The head of Lehman Brothers has been heavily criticised during a congressional hearing into the bank's collapse.
Richard Fuld, the chief executive officer of the investment bank which collapsed last month, was accused by members of the House of Representatives oversight committee of "squandering millions" of dollars on executives' pay despite his bank's problems.
The collapse of the bank last month triggered panic in the global financial markets, with the Dow Jones Industrial Index experiencing its largest-ever drop for a single day at one point.
Politicians accused Fuld of earning more than $500 million in bonuses and wages while working at the bank, including $106 million in 2006 alone, while failing to properly address Lehman's difficulties.
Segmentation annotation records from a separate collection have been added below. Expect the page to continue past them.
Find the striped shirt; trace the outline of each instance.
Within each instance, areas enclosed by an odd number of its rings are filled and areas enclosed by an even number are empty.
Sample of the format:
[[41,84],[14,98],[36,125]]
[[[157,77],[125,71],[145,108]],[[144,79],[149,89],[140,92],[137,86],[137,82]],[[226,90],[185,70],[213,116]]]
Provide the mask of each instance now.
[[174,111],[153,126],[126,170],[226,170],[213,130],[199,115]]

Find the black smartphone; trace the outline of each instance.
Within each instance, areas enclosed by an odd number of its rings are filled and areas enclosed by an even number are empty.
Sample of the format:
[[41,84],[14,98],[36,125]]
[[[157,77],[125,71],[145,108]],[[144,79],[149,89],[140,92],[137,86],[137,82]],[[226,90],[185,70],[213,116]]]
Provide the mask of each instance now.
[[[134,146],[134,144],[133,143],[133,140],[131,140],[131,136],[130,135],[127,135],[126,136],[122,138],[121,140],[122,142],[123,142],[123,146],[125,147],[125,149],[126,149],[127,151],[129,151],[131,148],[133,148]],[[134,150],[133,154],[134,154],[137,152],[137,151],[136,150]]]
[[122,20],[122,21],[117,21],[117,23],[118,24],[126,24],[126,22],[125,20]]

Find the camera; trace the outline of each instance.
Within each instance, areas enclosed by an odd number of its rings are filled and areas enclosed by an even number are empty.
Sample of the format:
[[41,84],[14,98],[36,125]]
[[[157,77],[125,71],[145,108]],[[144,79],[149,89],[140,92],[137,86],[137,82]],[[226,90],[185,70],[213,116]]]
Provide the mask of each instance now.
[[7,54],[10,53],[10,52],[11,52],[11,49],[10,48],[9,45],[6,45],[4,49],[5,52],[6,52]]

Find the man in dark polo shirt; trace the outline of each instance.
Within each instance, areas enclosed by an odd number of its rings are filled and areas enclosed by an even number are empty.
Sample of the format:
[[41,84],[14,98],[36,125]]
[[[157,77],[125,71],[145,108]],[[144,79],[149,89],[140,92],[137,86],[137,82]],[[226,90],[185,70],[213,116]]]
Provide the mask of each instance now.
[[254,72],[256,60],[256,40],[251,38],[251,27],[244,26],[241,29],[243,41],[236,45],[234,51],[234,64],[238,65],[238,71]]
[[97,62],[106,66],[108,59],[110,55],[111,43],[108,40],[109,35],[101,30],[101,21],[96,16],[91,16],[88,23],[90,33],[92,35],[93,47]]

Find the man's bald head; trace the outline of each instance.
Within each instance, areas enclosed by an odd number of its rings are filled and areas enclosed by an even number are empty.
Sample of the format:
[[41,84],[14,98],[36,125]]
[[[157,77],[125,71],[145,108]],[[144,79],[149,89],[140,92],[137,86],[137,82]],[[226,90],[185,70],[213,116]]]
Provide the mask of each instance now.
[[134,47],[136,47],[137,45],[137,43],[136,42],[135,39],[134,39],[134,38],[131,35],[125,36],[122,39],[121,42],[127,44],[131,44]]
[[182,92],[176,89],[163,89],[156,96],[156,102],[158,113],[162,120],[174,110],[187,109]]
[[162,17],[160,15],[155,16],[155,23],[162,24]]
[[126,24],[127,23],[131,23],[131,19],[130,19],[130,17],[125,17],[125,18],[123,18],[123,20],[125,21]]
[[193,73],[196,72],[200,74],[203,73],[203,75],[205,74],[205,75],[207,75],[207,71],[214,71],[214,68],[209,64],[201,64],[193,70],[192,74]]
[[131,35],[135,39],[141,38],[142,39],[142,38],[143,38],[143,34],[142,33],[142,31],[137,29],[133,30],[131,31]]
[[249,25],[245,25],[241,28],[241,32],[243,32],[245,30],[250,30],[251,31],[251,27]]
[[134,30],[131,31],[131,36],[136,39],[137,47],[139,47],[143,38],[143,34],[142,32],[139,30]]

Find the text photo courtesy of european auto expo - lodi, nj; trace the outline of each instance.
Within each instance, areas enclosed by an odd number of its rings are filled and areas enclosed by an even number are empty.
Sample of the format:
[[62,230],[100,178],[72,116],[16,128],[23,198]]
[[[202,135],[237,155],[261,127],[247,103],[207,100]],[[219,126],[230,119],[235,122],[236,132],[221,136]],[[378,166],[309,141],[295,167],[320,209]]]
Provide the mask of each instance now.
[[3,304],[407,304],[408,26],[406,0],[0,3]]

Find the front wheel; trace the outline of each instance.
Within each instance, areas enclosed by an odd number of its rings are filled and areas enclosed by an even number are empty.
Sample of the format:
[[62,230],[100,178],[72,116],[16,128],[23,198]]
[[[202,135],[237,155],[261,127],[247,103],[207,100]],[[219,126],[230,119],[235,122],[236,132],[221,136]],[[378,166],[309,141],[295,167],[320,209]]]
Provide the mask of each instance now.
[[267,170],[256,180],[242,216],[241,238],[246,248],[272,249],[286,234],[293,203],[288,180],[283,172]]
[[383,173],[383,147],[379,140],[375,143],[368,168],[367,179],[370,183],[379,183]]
"While Mr Fuld and other Lehman executives were getting rich, they were steering Lehman Brothers and our economy toward a precipice," Henry Waxman, the chairman of the committee, said on Monday during Fuld's testimony.
Anger over pay
Fuld, who said he took "full responsibility" for the decisions he made at the bank, blamed several events for Lehman's downfall, including the abuse of the controversial "short-selling" technique, false rumours, credit agency downgrades and loss of confidence by clients and other parties.
He denied earning $500 million during his time at the bank, saying it was closer to $250 million, although he acknowledged it was "still a large number".
He said it was unclear why the US government did not rescue the 158-year-old Wall Street firm but stepped in to save others, and said US financial regulators knew the full scale of the bank's problems far before it folded.
But Waxman said the US could not continue "to have a system where Wall Street executives privatise the gains and then socialise the losses".
"Accountability needs to be a two-way street," he said.
Waxman also highlighted an internal email from Lehman Brothers in which the bank's compensation committee recommended on September 11 - only four days before the bankruptcy filing - which gave more than $20 million to three departing executives.
"In other words, even as Mr Fuld was pleading with [Treasury] Secretary [Henry] Paulson for a federal rescue, Lehman continued to squander millions on executive compensation," Waxman said.
Lehmans, which was hit hard by the current US financial crisis sparked by the volatile US housing market and sub-prime mortgage scandals, was forced to file for bankruptcy protection on September 15 after failing to find a buyer.
The filing, in a US federal court in New York, triggered panic in the global financial markets, with the Dow Jones Industrial Index at one point last week experiencing its largest-ever drop for a single day.
The hearing was the first of several promised by US politicians into the US financial crisis, comes only a few days after US Congress passed a $700 billion financial bailout package to shore up the nation's ailing economy.
Japan's Nomura Holdings is buying Lehman Brothers' operations in Europe, Asia and the Middle East, while British bank Barclays has bought the institution's investment banking and trading units for $1.75 billion.